The New York Times' Jess Bidgood (1/17/25 ([link removed]) ) suggests Democrats should be wary of criticizing Donald Trump's wealthy friends, "given the popularity of some of those billionaires." (Elon Musk, pictured, is viewed unfavorably by 52% of poll respondents ([link removed]) , with 36% having a positive opinion.)

Sometimes the headline says it all, as with the New York Times on January 17 ([link removed]) : “If Democrats Attack Trump’s Rich Pals as ‘Oligarchs,’ Will It Stick?”

The piece presents Elon Musk ([link removed]) ’s influence on the new administration as something “Democrats…have suggested”; the role of Trump’s billionaire allies is something Democrats “plan to invoke” in the fight over tax cuts; and the idea that Musk, Mark Zuckerberg ([link removed]) and Jeff Bezos ([link removed]) might be front and center at the inauguration isn’t meaningful in itself, so much as something Democrats saw as “an irresistible opportunity to further highlight those connections.”

Is it true that the Trump administration, slated to be the richest presidential administration ([link removed]) in history, not even counting Elon Musk, represents "oligarchy ([link removed]) "? Not the point.

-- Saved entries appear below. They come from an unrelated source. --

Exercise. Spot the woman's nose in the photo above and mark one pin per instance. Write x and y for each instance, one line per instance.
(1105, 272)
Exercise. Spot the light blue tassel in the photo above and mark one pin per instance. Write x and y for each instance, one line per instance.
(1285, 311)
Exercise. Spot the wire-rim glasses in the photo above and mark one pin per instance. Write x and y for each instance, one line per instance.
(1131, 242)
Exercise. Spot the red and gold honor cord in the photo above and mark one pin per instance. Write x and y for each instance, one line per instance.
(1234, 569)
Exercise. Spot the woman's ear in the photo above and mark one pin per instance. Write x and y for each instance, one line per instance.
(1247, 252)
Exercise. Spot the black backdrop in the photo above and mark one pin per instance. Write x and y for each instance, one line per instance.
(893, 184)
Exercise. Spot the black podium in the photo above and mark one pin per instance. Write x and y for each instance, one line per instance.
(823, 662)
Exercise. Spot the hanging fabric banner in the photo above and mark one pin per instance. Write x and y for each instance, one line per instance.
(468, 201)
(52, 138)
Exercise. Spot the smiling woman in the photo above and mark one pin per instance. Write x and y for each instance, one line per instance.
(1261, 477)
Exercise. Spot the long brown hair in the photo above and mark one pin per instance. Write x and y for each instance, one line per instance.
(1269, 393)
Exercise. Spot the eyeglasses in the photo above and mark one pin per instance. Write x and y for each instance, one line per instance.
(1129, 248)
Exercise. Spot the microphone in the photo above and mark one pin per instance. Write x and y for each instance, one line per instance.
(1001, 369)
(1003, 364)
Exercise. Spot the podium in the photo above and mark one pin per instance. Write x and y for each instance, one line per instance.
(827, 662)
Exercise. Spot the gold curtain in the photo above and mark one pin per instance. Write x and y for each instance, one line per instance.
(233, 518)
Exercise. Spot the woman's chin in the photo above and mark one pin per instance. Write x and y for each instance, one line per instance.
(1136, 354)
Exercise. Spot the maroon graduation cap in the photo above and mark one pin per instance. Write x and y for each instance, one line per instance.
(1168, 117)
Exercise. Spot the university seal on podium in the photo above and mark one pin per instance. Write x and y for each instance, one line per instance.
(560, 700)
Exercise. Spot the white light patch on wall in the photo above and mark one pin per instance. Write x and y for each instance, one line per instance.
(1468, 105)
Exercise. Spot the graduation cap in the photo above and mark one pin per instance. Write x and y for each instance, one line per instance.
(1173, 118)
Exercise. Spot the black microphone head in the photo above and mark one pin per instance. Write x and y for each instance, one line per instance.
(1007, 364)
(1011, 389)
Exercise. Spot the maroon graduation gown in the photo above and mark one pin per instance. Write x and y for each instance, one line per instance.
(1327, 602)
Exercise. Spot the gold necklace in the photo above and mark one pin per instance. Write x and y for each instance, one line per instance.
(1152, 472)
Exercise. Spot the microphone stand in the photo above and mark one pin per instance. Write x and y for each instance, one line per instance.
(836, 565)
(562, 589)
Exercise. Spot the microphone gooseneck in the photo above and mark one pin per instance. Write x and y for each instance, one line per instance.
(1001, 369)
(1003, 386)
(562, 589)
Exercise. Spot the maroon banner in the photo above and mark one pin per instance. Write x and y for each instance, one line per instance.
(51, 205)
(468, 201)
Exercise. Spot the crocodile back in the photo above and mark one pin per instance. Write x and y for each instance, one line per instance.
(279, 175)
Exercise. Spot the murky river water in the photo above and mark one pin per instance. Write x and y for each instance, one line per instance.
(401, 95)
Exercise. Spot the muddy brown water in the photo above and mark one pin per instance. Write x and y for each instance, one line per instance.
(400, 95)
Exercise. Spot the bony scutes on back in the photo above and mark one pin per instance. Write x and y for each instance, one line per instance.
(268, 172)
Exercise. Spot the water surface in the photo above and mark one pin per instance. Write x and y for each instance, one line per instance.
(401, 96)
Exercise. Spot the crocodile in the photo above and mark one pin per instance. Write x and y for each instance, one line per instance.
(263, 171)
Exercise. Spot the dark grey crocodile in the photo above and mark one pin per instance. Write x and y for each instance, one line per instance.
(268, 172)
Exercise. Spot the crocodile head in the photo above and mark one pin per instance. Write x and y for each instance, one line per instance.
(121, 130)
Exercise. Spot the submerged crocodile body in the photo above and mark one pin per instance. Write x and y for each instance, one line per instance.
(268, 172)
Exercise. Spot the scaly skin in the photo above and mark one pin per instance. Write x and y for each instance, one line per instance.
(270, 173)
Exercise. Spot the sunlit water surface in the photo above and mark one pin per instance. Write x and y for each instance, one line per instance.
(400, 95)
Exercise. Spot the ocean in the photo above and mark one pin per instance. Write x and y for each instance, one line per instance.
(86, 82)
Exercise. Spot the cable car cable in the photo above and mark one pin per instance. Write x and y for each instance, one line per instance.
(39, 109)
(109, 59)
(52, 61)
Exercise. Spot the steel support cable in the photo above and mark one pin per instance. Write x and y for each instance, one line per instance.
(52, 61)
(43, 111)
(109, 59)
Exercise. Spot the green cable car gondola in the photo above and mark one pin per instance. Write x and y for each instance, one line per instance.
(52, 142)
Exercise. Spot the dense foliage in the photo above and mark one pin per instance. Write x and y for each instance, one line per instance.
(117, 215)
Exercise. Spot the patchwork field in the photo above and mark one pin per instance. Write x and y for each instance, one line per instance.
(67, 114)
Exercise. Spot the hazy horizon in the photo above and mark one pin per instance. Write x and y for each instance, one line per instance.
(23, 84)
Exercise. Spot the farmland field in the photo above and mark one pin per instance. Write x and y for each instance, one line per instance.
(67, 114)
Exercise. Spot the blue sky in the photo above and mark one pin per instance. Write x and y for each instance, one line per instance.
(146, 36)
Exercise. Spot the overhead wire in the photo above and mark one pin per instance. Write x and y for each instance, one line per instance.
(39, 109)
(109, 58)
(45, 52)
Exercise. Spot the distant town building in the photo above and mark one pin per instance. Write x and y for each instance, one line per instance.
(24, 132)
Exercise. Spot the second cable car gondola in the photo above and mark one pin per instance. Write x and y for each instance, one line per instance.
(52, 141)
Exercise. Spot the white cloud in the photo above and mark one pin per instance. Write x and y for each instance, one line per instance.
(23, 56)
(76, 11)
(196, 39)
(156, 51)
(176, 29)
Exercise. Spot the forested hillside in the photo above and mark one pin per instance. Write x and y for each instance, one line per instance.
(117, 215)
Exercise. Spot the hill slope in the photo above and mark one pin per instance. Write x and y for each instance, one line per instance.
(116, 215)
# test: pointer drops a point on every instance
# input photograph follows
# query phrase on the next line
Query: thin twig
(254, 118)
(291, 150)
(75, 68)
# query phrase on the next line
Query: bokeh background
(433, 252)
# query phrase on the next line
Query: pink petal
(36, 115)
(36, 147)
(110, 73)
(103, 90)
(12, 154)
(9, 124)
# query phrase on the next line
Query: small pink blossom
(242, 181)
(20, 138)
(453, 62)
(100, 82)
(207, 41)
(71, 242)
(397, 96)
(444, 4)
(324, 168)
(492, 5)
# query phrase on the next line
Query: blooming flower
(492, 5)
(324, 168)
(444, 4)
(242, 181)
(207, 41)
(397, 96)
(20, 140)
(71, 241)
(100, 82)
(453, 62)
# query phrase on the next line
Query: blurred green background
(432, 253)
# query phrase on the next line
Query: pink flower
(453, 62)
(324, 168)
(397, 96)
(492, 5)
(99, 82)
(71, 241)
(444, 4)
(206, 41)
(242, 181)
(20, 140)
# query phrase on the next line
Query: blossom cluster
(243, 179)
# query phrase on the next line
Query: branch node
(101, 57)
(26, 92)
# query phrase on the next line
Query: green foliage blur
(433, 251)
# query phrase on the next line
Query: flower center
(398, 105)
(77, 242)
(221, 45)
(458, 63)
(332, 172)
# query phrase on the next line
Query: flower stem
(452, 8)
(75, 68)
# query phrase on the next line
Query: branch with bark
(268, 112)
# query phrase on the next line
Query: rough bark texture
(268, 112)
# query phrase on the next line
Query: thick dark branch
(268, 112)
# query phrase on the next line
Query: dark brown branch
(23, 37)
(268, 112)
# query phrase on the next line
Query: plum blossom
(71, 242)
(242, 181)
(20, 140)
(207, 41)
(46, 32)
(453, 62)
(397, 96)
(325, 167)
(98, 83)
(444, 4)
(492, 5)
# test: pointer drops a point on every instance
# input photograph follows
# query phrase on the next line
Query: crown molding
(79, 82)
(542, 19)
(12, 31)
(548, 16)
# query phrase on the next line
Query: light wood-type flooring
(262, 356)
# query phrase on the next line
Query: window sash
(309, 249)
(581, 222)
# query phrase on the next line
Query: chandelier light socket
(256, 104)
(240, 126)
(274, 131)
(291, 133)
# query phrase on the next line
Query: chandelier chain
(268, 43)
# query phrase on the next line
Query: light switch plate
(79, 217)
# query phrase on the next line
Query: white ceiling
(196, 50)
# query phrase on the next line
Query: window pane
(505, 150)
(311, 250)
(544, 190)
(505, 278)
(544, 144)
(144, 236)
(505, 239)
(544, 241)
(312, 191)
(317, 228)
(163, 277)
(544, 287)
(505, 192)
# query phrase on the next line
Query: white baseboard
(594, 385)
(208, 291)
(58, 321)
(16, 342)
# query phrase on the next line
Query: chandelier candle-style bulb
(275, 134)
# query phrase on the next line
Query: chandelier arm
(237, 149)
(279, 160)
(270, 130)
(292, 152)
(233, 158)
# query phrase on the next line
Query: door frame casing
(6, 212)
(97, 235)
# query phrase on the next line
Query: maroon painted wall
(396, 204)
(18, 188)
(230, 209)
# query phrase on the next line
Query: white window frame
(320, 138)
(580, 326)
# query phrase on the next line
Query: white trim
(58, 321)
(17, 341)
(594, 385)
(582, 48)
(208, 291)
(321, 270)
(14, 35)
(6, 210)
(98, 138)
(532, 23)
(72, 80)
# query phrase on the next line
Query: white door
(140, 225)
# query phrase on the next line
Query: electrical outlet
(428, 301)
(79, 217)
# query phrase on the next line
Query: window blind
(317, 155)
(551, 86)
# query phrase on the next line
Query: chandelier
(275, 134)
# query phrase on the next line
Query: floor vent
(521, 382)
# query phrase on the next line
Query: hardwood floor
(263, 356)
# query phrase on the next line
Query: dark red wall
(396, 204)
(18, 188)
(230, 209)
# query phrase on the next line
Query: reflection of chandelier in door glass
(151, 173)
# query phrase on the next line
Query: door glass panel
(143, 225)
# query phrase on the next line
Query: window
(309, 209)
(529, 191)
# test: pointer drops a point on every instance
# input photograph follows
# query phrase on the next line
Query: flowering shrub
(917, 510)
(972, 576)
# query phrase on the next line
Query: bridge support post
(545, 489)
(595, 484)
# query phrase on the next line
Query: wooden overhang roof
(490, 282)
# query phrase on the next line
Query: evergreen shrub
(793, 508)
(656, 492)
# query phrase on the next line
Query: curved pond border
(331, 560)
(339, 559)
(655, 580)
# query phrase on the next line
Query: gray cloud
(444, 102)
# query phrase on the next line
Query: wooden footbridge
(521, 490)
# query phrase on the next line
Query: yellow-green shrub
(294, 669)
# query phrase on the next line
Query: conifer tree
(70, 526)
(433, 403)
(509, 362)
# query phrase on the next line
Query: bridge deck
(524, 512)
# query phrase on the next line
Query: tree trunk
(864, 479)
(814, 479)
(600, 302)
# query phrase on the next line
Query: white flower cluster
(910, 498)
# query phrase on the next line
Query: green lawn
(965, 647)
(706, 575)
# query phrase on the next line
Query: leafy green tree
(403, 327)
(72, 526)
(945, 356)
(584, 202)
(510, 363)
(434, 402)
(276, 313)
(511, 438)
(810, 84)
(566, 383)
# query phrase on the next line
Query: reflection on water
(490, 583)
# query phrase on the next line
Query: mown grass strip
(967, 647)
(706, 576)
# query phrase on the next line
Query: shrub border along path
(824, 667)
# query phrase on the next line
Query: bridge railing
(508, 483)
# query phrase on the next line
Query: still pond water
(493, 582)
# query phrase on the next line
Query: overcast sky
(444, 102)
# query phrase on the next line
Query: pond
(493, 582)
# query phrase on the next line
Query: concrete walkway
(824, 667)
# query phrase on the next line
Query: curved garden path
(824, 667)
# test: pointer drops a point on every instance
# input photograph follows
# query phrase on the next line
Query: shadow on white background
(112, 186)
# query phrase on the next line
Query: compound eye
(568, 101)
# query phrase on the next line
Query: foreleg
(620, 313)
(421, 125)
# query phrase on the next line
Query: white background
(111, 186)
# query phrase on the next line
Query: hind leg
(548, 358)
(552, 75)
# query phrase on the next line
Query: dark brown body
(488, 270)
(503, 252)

The important question is: Will such a charge (clearly defined as partisan) “stick”? What it means for a charge to “stick,” and what role media like themselves have in making it stick, are not things the Times would have you consider.

For its part, AP went with the headline (1/20/25 ([link removed]) ): “Trump, a Populist President, Is Flanked by Tech Billionaires at His Inauguration,” over a piece noting it as a “shift from tradition, especially for a president who has characterized himself as a champion of the working class.” Is it a wacky juxtaposition—or a sign that elite media see the story as, not whether Trump actually is a champion of the working class ([link removed]) , but whether he characterizes himself that way?

It would be work enough to counter the actual things actually happening without news media dedicating themselves to putting up a rhetorical scrim between us and the things we need to understand and resist.